Read replica routing
Spring doesn't route reads automatically. Options:
- Manual — separate @Bean DataSource for reader endpoint; use in @Transactional(readOnly=true) routing aspect
- Aurora reader endpoint — JDBC URL with -ro cluster endpoint for read-only repository methods
- Avoid — routing writes to replicas (replication lag causes stale reads or conflicts)
Observability checklist
- Enable Performance Insights on RDS/Aurora — top SQL, wait events, DB load
- CloudWatch alarms: CPUUtilization > 80%, FreeableMemory low, DatabaseConnections near max
- Log slow queries via parameter group (log_min_duration_statement)
- Trace JDBC with X-Ray or OpenTelemetry JDBC instrumentation
When the scenario describes "unpredictable traffic" + "NoSQL" + "single-digit millisecond" → DynamoDB on-demand. When it says "PostgreSQL compatibility" + "fast failover" + "15 read replicas" → Aurora. When it says "existing MySQL app" + "minimal migration" → RDS MySQL with Multi-AZ. ElastiCache is never the primary database — it's always a cache layer.
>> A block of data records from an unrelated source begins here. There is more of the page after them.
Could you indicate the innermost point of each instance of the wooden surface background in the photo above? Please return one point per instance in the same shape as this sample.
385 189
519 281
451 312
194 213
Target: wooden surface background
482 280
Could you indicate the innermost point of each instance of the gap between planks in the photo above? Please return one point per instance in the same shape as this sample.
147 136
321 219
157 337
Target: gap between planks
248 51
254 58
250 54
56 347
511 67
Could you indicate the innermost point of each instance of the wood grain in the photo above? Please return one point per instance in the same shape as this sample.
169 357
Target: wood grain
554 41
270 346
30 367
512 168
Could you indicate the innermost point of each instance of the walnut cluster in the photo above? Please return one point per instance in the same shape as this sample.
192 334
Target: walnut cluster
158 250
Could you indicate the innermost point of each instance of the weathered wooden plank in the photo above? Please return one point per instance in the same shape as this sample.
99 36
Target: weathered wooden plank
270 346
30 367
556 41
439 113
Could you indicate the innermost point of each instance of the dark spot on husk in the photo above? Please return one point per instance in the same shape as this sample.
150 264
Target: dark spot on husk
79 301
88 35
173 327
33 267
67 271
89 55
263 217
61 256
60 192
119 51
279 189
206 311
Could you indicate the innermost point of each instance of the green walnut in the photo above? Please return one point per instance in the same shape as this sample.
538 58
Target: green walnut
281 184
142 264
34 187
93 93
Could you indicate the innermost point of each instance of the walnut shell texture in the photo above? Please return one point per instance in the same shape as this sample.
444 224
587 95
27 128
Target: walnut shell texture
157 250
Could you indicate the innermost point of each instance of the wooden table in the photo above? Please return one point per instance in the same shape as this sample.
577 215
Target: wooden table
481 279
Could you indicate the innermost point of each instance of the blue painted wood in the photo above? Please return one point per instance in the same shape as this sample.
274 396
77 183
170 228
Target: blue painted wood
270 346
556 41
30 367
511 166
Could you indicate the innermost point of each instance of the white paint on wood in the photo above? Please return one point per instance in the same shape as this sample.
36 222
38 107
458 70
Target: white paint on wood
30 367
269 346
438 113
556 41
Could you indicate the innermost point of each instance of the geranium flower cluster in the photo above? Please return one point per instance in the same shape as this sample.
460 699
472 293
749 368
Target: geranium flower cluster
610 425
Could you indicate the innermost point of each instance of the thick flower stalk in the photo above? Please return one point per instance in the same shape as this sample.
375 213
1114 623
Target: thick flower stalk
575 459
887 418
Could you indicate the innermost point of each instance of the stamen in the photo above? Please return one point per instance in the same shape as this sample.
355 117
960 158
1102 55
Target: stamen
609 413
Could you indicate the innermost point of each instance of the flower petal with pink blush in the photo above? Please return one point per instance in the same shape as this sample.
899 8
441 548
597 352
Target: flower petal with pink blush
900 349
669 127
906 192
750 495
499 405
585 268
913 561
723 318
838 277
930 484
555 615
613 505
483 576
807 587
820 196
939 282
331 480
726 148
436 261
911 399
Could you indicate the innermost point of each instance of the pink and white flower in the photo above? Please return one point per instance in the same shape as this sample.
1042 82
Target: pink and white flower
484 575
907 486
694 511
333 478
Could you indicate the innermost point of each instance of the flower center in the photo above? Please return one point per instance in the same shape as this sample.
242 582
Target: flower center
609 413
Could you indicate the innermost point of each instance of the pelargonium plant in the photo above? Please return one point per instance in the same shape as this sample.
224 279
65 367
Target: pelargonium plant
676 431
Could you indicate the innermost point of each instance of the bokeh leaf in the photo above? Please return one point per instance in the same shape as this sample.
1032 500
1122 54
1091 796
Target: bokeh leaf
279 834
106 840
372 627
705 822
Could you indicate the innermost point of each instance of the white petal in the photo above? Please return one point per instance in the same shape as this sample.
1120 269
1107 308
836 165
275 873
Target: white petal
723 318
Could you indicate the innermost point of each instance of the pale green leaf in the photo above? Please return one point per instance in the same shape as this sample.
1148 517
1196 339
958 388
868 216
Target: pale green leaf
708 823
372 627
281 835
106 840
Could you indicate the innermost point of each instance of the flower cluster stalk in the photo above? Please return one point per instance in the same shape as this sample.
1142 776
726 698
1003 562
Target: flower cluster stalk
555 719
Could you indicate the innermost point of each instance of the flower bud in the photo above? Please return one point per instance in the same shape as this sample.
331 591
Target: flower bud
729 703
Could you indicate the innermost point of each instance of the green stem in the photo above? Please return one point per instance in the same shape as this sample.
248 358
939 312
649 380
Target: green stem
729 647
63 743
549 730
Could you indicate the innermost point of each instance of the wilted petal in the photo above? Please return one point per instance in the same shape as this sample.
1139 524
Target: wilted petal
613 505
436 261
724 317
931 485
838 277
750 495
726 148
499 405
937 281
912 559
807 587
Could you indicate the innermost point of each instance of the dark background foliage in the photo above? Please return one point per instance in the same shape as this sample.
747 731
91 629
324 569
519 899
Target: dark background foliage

Run load tests against RDS before production cutover with the same HikariCP pool settings and connection count you'll use in ECS. Connection storms during deploys (old tasks not drained, new tasks starting) are a common cause of FATAL: too many connections — use ECS deployment circuit breaker and graceful shutdown hooks that close HikariCP on SIGTERM.